Wear v. Commissioner

1932 BTA LEXIS 1271 | B.T.A. | 1932

Lead Opinion

*684OPINION.

Van Fossan:

Petitioners make two contentions — (1) that under the law of Pennsylvania the property in question passed under the will of the donor (decedent’s father) to the beneficiaries; and (2) that the determination of the Orphans’ Court of Philadelphia County to this effect is conclusive and thus determinative of the whole question.

Even though it be conceded that the law of Pennsylvania is as contended by petitioners and that under the state law the decision of the orphans’ court was correct, we are nevertheless unable to agree with petitioners that the property was improperly included in the taxable estate under the provisions of section 302 (f) of the Revenue Act of 1926.

Petitioners concede that the power was a general power.” It is established by the facts that it was exercised. The exercise of the power brought the case within the wording and intent of the Federal tax statute and justified the respondent’s action. All of the considerations urged upon us in support of petitioners’ position were exhaustively considered by the Board in Edward J. Hancy, Executor, 17 B. T. A. 464, and ruled adversely to petitioners. Petitioners do not attempt to distinguish the cited case, but content themselves with an attempted but unconvincing distinguishing of Pennsylvania Co., etc. v. Lederer, 292 Fed. 629, one of the cases cited in support of the Haney- decision. In our opinion the decision in Edward J. Haney, supra, is controlling. That case was based on established rulings of the Federal courts and has been approvingly cited by the Board in subsequent cases. It stands as the considered judgment of the Board. See Marry M. Lee, Executor, 18 B. T. A. 251; Bank of New York Trust Co., Executor, 21 B. T. A. 197; Cortlandt F. Bishop, Executor, 23 B. T. A. 920.

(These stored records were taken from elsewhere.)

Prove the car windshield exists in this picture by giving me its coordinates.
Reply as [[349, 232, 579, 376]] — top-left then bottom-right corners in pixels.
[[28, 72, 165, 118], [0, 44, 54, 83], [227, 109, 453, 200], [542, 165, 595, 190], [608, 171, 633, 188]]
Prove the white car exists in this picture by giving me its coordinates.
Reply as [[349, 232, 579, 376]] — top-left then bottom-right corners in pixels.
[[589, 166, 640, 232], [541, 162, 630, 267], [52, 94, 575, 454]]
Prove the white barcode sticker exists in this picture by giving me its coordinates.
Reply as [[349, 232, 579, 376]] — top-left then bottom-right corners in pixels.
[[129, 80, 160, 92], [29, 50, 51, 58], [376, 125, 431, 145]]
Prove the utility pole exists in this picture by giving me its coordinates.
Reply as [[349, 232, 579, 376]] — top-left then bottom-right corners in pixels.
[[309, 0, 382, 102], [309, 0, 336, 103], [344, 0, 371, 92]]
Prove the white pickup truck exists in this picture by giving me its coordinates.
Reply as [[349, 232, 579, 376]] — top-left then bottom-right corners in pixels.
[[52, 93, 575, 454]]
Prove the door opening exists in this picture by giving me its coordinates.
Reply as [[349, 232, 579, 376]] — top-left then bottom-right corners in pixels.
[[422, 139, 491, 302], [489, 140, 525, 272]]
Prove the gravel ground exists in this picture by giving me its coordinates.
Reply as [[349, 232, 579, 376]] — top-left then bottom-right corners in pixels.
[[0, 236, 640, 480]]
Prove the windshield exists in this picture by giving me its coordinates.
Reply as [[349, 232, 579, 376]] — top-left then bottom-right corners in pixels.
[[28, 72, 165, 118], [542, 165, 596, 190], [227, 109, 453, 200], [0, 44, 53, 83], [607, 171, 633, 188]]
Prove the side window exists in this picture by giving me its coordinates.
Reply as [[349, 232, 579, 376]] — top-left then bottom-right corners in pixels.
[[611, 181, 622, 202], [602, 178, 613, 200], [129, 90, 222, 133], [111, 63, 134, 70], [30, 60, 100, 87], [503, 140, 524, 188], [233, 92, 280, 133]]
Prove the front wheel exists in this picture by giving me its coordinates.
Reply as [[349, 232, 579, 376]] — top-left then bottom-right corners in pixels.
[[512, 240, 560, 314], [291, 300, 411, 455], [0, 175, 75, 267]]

*685Nor are we disturbed or hindered in reaching the above conclusion because in a case arising under the same documents it was decided by the Orphans’ Court of Philadelphia County that the attempted exercise of the power of appointment was a nullity and the award should have been made to the distributees under the will of Thomas Potter. Whatever may have been the effect of this decision in the local administration of the estate, and it would seem that under the facts it was of no effect, the only announced reason for amending the earlier decision being to bring the parties within the rule announced in Estate of Helen M. W. Grant, 13 B. T. A. 174, this decision is not conclusive of the question before us. The Board of Tax Appeals is a Federal tribunal engaged in deciding questions presented under the Federal taxing acts. Though there are certain restricted situations in which the local law may be controlling, in the present case we are not so confined. The statute which we are here interpreting was enacted by the Congress of the United States to meet certain situations and achieve certain results. Ás has been said by the Supreme Court, “ the Act of Congress has its own criteria,” and in determining whether or not there has been a transfer under the Federal statute we must look to the interpretations adopted by the Federal courts and tribunals. See Edward, J. Hancy, supra; Chase National Bank v. United States, 278 U. S. 327. Pennsylvania Co., etc. v. Lederer, supra; Fidelity Philadelphia Trust Co. v. McCaughn, 34 Fed. (2d) 600.

Decision will he entered for the respondent.